Meghalaya Chief Minister Conrad K Sangma launched the CM-LIGHT scheme on May 1, 2026, transferring ₹5,000 each to over 11,000 registered construction workers, and approved a fresh Variable Dearness Allowance for the state’s muster roll employees on the same day.
The CM-LIGHT scheme is being funded through the labour cess collected by the Meghalaya Building and Other Construction Workers Welfare Board, which the state government said has now touched almost ₹400 crore. Under central laws, employers contribute 1% of construction project costs as labour cess.
The ₹5,000 cash transfer is the first scheme-level disbursement against this corpus and is positioned alongside existing welfare benefits available to registered workers, including education assistance ranging from ₹1,500 to ₹14,300, marriage assistance up to ₹8,000, maternity benefits up to ₹10,000, family pension up to 50% and ₹1,500 a month after retirement, funeral assistance up to ₹5,000, medical assistance up to ₹10,000, plus ₹2 lakh life insurance and ₹2 lakh accident coverage.
“I am happy to inform you that just yesterday, the government, keeping in mind today’s importance, has cleared the file and we have approved the new VDA for the muster roll workers so that our muster roll workers can get the necessary benefits that they deserve,” Sangma said at the International Workers’ Day function in Shillong.
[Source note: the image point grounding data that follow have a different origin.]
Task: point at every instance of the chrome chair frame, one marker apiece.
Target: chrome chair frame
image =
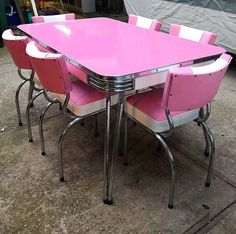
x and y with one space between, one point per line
30 94
209 150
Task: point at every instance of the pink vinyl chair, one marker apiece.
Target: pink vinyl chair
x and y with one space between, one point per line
144 22
80 99
16 46
187 91
53 18
192 34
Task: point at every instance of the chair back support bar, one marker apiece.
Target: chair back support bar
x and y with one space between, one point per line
53 18
50 68
16 46
146 23
189 88
192 34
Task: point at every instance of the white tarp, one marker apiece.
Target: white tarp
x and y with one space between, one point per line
221 22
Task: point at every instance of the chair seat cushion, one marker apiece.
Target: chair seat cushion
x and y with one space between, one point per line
147 109
85 99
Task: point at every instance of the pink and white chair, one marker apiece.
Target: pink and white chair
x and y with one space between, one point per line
16 46
78 99
192 34
187 91
144 22
53 18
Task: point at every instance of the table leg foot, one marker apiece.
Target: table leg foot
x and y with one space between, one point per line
107 202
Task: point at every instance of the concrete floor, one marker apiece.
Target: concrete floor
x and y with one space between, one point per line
32 200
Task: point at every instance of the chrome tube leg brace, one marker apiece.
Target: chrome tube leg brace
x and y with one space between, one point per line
172 164
28 115
41 136
17 102
207 140
59 149
96 124
116 145
106 150
212 154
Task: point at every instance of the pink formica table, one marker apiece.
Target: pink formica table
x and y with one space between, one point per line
118 57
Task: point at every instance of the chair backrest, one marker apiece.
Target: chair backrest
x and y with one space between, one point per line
16 46
50 68
192 34
53 18
146 23
189 88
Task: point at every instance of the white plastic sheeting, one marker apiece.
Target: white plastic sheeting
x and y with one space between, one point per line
218 21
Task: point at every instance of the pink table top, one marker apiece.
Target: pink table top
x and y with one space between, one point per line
109 47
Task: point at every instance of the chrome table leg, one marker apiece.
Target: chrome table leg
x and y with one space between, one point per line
115 146
106 150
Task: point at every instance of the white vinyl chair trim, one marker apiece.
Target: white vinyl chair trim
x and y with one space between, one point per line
160 126
190 33
87 108
33 51
217 65
54 18
9 35
144 22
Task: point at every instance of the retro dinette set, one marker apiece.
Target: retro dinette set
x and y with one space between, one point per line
159 80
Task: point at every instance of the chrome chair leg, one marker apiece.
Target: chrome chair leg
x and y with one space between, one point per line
172 164
208 143
28 115
212 154
41 136
96 124
59 149
17 102
115 149
106 150
31 90
125 140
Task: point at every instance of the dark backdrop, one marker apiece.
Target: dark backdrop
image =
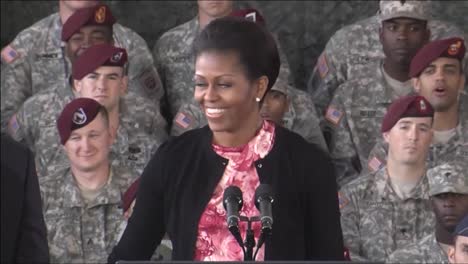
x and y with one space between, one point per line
303 27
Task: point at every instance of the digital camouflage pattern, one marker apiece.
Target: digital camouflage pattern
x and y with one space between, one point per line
376 222
351 48
176 64
81 232
141 130
425 251
301 118
456 149
353 119
41 63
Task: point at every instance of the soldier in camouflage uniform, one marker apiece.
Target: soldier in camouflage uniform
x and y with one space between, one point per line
137 125
352 120
37 59
293 110
388 209
448 188
355 46
174 56
451 116
83 214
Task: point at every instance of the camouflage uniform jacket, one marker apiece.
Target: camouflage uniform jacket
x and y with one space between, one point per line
79 232
41 63
456 149
176 64
301 118
376 222
352 47
353 119
141 130
425 251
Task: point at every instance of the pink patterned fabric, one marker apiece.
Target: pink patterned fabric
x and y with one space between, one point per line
214 241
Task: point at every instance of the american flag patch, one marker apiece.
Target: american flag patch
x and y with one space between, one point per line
333 115
13 125
9 54
374 164
183 120
322 66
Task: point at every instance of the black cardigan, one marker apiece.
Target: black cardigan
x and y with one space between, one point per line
180 179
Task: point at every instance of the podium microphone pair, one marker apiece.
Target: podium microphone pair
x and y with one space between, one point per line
233 202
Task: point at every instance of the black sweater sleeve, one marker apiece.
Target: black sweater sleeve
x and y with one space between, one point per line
145 227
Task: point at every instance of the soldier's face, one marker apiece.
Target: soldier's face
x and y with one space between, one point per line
73 5
225 94
441 83
215 8
88 147
409 140
459 252
401 39
449 209
274 106
86 37
106 85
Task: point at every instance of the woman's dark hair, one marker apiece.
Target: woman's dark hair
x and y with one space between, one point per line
253 43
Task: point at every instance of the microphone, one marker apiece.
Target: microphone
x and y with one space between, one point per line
263 201
232 202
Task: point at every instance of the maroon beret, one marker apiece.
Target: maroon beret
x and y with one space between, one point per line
96 56
449 48
406 106
76 114
249 14
97 15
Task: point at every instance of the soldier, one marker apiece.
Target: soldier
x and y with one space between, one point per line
437 74
290 108
388 209
355 46
98 73
174 56
458 253
352 120
448 188
81 203
38 58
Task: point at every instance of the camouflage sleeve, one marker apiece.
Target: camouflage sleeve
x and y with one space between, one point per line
15 88
325 77
339 138
142 72
189 116
350 223
377 157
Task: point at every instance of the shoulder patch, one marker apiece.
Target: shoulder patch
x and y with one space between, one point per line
333 115
9 54
342 200
322 66
183 120
13 125
374 164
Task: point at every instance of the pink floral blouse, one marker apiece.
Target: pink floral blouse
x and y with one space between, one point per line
214 241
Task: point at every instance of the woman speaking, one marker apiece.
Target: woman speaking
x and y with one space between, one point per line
182 187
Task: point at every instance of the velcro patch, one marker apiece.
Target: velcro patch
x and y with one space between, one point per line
183 120
374 164
333 115
9 54
342 200
13 125
322 66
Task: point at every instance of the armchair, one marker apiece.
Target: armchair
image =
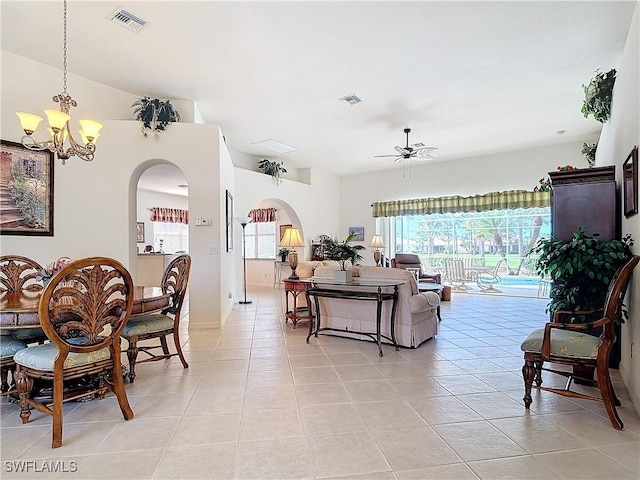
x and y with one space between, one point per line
411 260
570 344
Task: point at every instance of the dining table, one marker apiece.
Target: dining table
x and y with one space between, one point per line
19 309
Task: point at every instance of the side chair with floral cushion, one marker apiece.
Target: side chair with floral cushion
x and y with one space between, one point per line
82 310
17 273
571 344
159 325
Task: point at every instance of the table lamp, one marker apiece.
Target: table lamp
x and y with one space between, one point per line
377 243
291 239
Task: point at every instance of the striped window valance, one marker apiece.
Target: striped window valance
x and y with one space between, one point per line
477 203
169 215
261 215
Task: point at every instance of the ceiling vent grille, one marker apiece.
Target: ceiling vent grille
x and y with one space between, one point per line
128 20
350 99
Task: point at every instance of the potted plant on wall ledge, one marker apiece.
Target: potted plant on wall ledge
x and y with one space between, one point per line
598 95
155 114
275 169
342 252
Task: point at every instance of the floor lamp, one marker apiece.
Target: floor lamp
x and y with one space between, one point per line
291 238
377 243
243 221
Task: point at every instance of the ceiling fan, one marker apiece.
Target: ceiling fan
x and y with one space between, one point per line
417 151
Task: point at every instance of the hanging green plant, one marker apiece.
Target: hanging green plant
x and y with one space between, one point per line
155 114
598 95
589 152
275 169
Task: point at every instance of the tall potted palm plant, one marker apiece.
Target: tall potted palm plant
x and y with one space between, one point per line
344 252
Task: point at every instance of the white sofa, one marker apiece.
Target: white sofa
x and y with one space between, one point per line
416 314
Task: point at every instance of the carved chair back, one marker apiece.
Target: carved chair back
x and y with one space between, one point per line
19 273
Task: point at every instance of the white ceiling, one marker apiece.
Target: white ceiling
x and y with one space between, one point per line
470 78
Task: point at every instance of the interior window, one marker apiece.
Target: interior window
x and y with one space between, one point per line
170 237
261 240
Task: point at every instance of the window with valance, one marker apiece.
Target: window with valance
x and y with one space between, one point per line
169 215
511 199
263 215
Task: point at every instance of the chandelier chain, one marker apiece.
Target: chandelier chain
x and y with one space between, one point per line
64 52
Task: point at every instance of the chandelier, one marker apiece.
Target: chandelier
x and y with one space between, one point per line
59 122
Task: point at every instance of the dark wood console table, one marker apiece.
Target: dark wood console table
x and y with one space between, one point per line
368 290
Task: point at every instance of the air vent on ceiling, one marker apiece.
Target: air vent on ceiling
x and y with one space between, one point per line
350 99
128 20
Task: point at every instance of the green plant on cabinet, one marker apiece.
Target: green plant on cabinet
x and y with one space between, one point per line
155 114
581 270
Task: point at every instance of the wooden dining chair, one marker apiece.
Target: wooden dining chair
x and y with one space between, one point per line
82 310
571 344
159 325
17 273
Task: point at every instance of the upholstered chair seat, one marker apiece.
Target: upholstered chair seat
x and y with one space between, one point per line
43 357
564 342
9 346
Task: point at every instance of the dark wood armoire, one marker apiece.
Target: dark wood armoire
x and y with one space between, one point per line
584 198
587 198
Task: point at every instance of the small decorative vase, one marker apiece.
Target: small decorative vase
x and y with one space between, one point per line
344 276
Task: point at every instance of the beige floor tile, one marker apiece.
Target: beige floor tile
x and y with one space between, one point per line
626 454
388 415
269 378
346 454
440 410
266 398
204 429
585 464
116 465
357 372
419 387
270 424
410 448
537 435
214 461
332 418
456 471
493 405
478 440
525 468
302 376
140 434
371 390
274 459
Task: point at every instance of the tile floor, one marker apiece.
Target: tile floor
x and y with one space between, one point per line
259 403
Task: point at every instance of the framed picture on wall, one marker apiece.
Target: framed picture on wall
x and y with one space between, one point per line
140 232
359 233
630 183
283 228
229 219
27 187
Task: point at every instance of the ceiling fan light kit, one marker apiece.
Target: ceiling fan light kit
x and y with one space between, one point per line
417 151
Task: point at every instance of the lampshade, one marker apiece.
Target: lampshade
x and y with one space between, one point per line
291 238
29 121
377 241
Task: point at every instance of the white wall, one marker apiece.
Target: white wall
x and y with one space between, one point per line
618 137
95 202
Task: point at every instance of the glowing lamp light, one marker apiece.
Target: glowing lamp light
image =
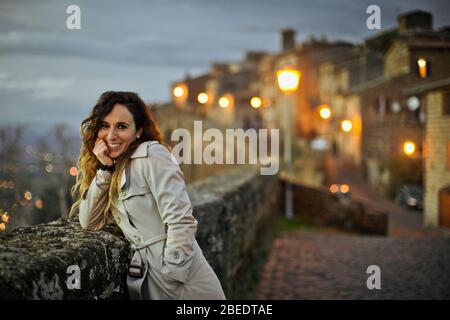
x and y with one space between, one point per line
39 204
27 195
345 188
422 64
346 125
73 171
5 217
325 112
288 79
224 102
334 188
256 102
178 91
409 148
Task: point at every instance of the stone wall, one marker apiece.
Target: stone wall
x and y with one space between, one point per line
232 209
319 206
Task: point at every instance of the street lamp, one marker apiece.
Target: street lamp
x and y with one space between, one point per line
346 125
409 148
288 80
202 98
325 111
256 102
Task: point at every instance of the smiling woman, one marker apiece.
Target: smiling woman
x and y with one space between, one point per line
126 172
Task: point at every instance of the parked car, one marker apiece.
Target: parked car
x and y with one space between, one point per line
410 196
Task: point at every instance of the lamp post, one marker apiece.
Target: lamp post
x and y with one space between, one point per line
288 80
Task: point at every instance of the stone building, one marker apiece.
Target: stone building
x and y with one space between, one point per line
436 97
413 54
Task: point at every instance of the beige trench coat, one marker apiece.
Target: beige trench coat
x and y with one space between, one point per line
155 214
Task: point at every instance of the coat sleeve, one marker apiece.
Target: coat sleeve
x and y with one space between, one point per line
166 182
93 204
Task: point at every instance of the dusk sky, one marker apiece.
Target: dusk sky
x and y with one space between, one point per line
49 74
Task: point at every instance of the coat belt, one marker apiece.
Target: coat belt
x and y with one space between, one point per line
139 267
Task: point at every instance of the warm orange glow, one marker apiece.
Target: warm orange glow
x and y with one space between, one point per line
39 204
346 125
178 91
5 217
202 98
288 79
334 188
345 188
224 102
256 102
409 147
422 63
325 112
73 171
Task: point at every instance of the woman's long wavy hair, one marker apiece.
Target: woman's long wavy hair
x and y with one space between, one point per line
88 163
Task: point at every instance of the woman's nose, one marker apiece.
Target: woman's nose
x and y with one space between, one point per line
111 134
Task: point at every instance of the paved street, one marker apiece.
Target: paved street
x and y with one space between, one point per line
323 264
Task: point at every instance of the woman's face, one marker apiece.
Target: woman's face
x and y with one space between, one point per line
118 130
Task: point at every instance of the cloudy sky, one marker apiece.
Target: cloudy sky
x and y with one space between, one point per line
49 74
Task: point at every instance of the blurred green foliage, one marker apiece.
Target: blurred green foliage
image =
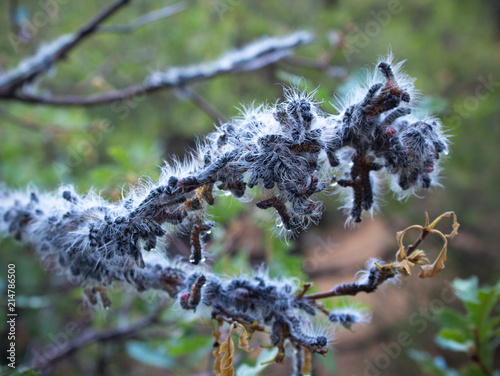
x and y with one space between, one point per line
476 333
451 47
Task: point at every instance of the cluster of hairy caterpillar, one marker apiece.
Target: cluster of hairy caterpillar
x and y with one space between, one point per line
290 150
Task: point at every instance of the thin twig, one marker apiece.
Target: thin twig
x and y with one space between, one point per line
91 336
155 15
251 57
203 104
14 80
354 288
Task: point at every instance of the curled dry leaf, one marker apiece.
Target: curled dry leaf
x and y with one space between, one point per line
406 260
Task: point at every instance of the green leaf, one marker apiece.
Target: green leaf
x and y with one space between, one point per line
145 353
450 318
466 289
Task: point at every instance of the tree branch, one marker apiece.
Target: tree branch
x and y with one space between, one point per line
251 57
91 336
46 57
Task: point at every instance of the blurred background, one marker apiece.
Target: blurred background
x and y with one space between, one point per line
452 48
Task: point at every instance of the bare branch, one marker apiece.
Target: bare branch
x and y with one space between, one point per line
91 336
155 15
57 50
251 57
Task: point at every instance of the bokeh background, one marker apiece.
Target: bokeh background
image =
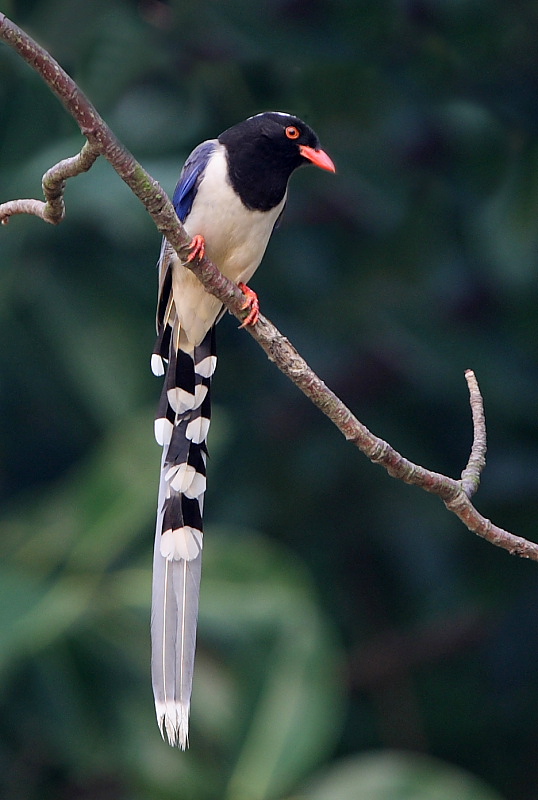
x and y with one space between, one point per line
355 640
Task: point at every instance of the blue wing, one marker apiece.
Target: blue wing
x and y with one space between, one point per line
190 177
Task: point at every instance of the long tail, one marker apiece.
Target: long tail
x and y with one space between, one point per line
181 428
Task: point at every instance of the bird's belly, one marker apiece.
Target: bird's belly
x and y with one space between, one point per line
235 240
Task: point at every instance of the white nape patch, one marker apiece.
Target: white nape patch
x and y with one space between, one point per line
157 365
235 237
173 722
181 544
163 431
199 395
197 430
181 400
206 367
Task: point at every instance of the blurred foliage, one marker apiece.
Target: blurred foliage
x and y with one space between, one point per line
341 612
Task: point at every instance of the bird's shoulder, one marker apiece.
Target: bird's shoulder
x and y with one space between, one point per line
191 175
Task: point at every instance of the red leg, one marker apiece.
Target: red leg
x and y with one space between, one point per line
251 302
197 248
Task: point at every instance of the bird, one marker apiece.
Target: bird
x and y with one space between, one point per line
230 196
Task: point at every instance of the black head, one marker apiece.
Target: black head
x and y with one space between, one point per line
262 153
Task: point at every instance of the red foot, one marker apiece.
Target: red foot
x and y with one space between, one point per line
197 248
251 302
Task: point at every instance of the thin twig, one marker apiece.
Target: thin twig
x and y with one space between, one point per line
53 209
454 493
470 477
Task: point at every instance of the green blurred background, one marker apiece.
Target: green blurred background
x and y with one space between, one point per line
355 640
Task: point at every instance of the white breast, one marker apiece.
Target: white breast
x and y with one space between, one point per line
235 239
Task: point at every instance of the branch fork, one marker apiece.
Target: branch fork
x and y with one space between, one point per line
100 141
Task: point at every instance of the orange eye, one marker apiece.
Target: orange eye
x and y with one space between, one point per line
292 132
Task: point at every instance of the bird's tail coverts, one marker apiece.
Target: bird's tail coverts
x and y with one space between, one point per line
181 427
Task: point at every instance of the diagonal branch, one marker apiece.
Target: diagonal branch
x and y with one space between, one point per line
455 494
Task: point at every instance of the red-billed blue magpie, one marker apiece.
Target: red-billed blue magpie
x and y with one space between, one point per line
231 193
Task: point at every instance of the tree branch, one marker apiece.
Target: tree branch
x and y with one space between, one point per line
455 494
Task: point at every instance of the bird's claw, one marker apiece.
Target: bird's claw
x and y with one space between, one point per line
197 248
252 303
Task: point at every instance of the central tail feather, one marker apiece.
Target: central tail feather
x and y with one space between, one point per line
181 428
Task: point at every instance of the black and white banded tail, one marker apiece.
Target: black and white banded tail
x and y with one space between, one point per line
181 428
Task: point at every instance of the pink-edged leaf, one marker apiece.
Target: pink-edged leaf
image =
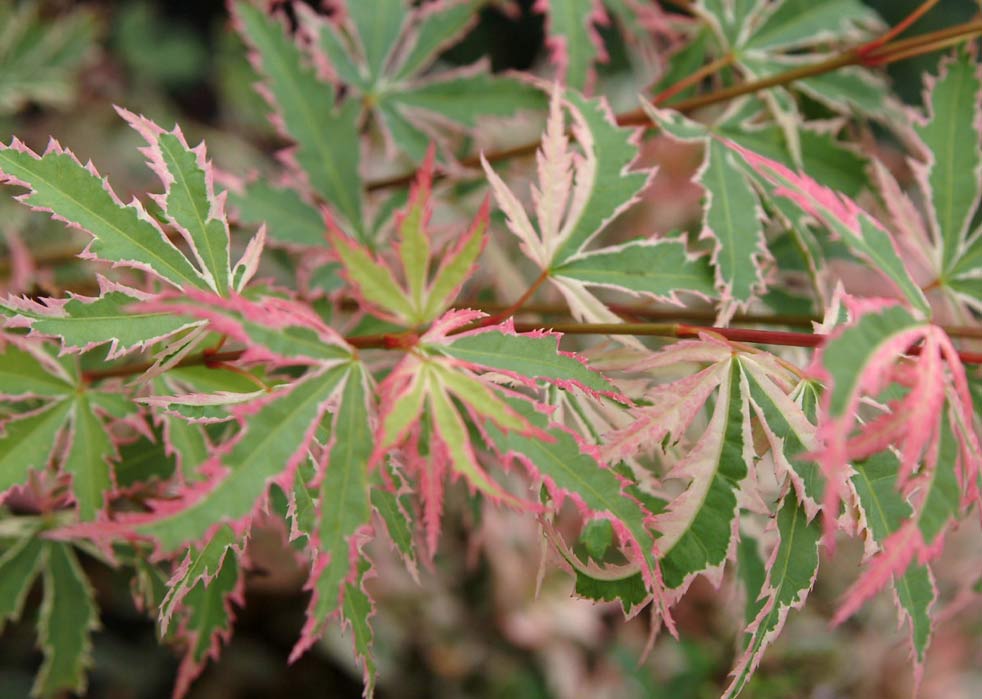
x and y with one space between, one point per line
698 527
83 323
343 508
275 436
950 173
60 185
569 468
189 199
273 329
861 359
859 230
573 40
524 357
207 619
791 572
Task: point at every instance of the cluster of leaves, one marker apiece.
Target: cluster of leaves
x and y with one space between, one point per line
341 401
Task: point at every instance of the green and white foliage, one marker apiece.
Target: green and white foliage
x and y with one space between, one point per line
40 60
405 375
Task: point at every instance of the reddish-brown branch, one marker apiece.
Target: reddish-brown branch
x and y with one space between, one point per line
883 54
405 341
899 28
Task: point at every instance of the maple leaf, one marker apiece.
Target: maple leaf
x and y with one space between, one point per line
766 38
937 238
68 429
130 237
578 195
427 288
380 53
574 40
862 359
68 613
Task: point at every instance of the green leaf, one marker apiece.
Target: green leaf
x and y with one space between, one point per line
374 280
27 443
629 591
288 218
23 374
571 35
435 30
952 135
378 25
753 575
68 617
659 268
399 517
792 425
789 579
86 460
697 527
356 611
613 186
272 438
208 620
41 55
60 185
885 512
19 566
916 594
846 355
191 205
861 233
84 324
201 566
344 507
567 470
463 100
733 218
532 356
457 265
801 22
328 145
597 536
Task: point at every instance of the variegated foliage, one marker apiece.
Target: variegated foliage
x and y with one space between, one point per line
159 425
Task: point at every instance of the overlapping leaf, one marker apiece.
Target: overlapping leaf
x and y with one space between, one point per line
68 613
427 288
128 236
380 54
65 432
863 359
578 195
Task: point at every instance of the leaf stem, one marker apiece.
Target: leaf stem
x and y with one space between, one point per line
878 55
404 341
694 78
518 305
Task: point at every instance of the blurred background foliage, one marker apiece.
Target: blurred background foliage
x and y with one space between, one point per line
473 626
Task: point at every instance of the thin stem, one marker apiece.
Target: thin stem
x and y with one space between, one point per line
514 308
404 341
694 78
886 53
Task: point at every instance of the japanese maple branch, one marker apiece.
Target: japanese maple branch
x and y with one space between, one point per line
404 341
861 55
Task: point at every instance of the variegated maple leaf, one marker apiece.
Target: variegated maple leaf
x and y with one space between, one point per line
423 289
938 239
579 193
698 528
128 236
926 401
67 430
573 37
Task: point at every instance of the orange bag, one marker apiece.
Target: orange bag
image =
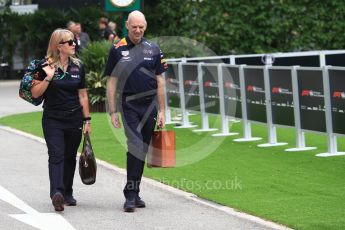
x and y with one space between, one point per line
162 151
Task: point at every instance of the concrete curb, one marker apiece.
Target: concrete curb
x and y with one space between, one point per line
161 186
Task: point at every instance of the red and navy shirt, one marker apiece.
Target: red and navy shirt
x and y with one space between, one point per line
136 66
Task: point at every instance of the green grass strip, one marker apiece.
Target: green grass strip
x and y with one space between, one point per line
296 189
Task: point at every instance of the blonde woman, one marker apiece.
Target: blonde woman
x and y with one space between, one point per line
65 111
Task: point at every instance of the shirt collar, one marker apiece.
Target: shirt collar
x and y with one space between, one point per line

He acknowledged that the VDA decision will add an annual cost burden of about ₹10 crore to the state exchequer.
Sangma flagged a long-standing registration gap among the state’s labour force. “I remember during Covid times in 2019, we desired at that point in time also to register labourers, but you will be surprised to know that the majority of our local labourers were not registered and even today, the majority of our local labourers are not registered,” he said, urging the Labour Department to run a wider awareness drive on the new scheme.
The Chief Minister also pointed to Meghalaya’s wage position, noting that the state’s unskilled labour rate of ₹525 per day is the highest in the North East and the third-highest in the country, behind Karnataka at ₹581 and Goa at ₹535.
The twin announcements come as Meghalaya, growing at around 10% annually, attempts to translate ₹29,000 crore of ongoing infrastructure investment into 20,000 new jobs and stronger formal protection for its construction workforce.